I expected the holy sights to bring my faith to life, but it has done something else, too. It has brought my faith down to earth. I had very definitive pictures of certain places, probably based on the curriculum and coloring books that that my Sunday School teacher used, and everything is different. The shepherds hill? It's a rocky little hill right next to Bethlehem. Seriously, you can walk from the hill to the manger in about twenty minutes. I know, because we did. I had never thought of it before, but the angles must have appeared in a vision to only the shepherds, because otherwise the entire city of Bethlehem would have seen them.
Every holy sight has a church built on top of it. We hired a tour guide to lead us through the church on top of the grotto/stable where Jesus was born. The church is divided into separate worship places for Assyrians, Catholics, Greek Orthodox, and maybe a few others, most of whom were performing services. There was a service taking place in the stable, so we weren't allowed to enter. Our guide brought us to the door and said, "There was a hole here... I know it. Ah!" We each took turns peeking into the hole, and I decided that I preferred it that way. I saw just enough to see it, and not enough to completely alter the way I have always imagined it.
We were going to visit the Herodian, but decided to stop home for a quick nap, which turned into a four hour jet-lag recuperation. After we woke up, the ladies decided to go to the market, with Nikki leading the way through Bethlehem at night. (Nikki is a 21 year old missionary who lives in the Father's House by herself. She seems to know half the town of Bethlehem, and they all seem to love her.) We walked for over an hour in the streets and allies, stopping occasionally for fruit or dry goods or pastries. (Oh, the pastries. Oh, oh, the pastries.) Every door was open to something fascinating: men in barber chairs getting a shave, men in Islamic dress bowing in rows, shop owners smoking and arranging their merchandise. I tried to take it all in while cars honked and flew past us, sometimes barely missing my toes.

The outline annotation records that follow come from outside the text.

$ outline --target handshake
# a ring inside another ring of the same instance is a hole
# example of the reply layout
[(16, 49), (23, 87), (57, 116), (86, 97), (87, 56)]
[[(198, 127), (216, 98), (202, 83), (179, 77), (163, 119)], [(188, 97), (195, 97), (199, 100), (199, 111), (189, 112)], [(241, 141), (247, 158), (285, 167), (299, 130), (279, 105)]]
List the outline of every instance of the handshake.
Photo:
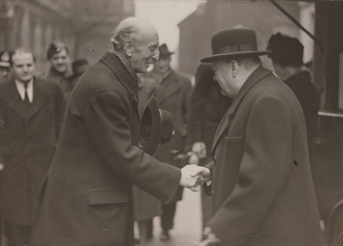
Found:
[(210, 169), (195, 164), (187, 165), (181, 169), (180, 185), (198, 191), (198, 186), (211, 180)]

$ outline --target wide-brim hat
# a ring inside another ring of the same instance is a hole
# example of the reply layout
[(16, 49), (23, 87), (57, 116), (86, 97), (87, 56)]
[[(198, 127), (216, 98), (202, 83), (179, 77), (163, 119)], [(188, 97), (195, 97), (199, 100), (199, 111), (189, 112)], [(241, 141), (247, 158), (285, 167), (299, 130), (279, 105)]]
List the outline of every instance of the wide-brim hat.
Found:
[(138, 146), (152, 156), (158, 145), (168, 142), (172, 134), (172, 114), (160, 110), (155, 98), (152, 97), (141, 117)]
[(264, 56), (270, 51), (257, 51), (256, 34), (248, 29), (233, 29), (220, 32), (211, 39), (212, 56), (202, 58), (204, 63), (213, 62), (233, 56)]
[(163, 44), (158, 47), (158, 51), (160, 51), (160, 57), (161, 56), (169, 56), (172, 54), (174, 54), (174, 52), (169, 52), (168, 49), (168, 47), (166, 44)]

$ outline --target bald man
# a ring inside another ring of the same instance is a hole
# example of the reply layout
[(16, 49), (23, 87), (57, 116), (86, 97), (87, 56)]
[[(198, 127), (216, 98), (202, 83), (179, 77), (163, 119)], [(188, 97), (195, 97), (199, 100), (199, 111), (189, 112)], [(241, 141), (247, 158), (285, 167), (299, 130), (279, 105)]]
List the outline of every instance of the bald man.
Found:
[(40, 187), (32, 245), (134, 245), (132, 186), (165, 201), (193, 187), (204, 168), (179, 169), (137, 147), (137, 73), (158, 58), (146, 21), (119, 23), (106, 52), (79, 79)]

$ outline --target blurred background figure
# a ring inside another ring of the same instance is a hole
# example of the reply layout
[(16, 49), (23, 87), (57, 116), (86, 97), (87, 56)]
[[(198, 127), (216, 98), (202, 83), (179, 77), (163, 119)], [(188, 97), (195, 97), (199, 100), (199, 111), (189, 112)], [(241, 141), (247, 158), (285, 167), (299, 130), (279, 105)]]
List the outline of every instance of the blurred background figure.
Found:
[[(139, 110), (141, 116), (145, 105), (158, 88), (156, 79), (151, 74), (139, 73)], [(136, 186), (132, 188), (134, 221), (137, 222), (140, 245), (145, 245), (153, 238), (153, 219), (162, 215), (161, 201)], [(136, 238), (138, 239), (138, 238)]]
[[(191, 97), (189, 134), (192, 153), (189, 164), (204, 166), (210, 162), (212, 143), (217, 128), (233, 99), (221, 93), (218, 83), (213, 80), (211, 65), (203, 64), (198, 68), (196, 87)], [(212, 201), (202, 193), (202, 227), (212, 217)]]
[(298, 38), (278, 32), (269, 39), (267, 49), (272, 51), (268, 57), (272, 59), (275, 73), (294, 93), (303, 108), (309, 154), (313, 162), (313, 138), (316, 136), (318, 128), (320, 100), (309, 72), (303, 68), (304, 46)]
[(0, 83), (8, 79), (10, 75), (10, 53), (0, 52)]
[(72, 75), (68, 47), (63, 42), (52, 42), (47, 49), (47, 59), (50, 68), (44, 73), (42, 78), (57, 84), (67, 101), (71, 93), (69, 79)]
[[(155, 97), (158, 108), (172, 113), (174, 134), (168, 143), (158, 147), (154, 156), (161, 162), (182, 167), (185, 164), (175, 157), (185, 152), (192, 88), (187, 77), (170, 68), (170, 56), (174, 52), (169, 52), (165, 44), (161, 45), (158, 50), (159, 60), (154, 61), (154, 69), (147, 76), (155, 79), (154, 89), (151, 90), (151, 93)], [(163, 241), (170, 238), (169, 232), (174, 227), (176, 203), (182, 197), (182, 188), (179, 187), (172, 201), (162, 204), (160, 239)]]
[(67, 83), (66, 83), (64, 88), (64, 99), (66, 101), (68, 101), (76, 82), (89, 66), (89, 64), (86, 59), (79, 59), (73, 62), (71, 64), (73, 75), (67, 78)]
[(25, 48), (10, 53), (14, 77), (0, 84), (1, 207), (9, 245), (28, 245), (38, 187), (55, 151), (64, 110), (55, 84), (36, 78)]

And that was basically my first real day in Bethlehem. We came home and ate pizza downstairs (who knew that pizza in Israel could rival pizza in Chicago?), played cards, drank tea.

Oh, the breast milk thing. I typed that title and forgot to incorporate it into this entry. Our tour guide at the stable church told us a lot of stories "from tradition," (as he said), which he did not buy into as "a practical man." Among them: before Mary and Joseph fled with baby Jesus, Mary accidentally squirted some breast milk on the wall, and all of the stones turned white. "This is from tradition," he reminded us. "But, like I said, I am a practical man. So, you know. There you go."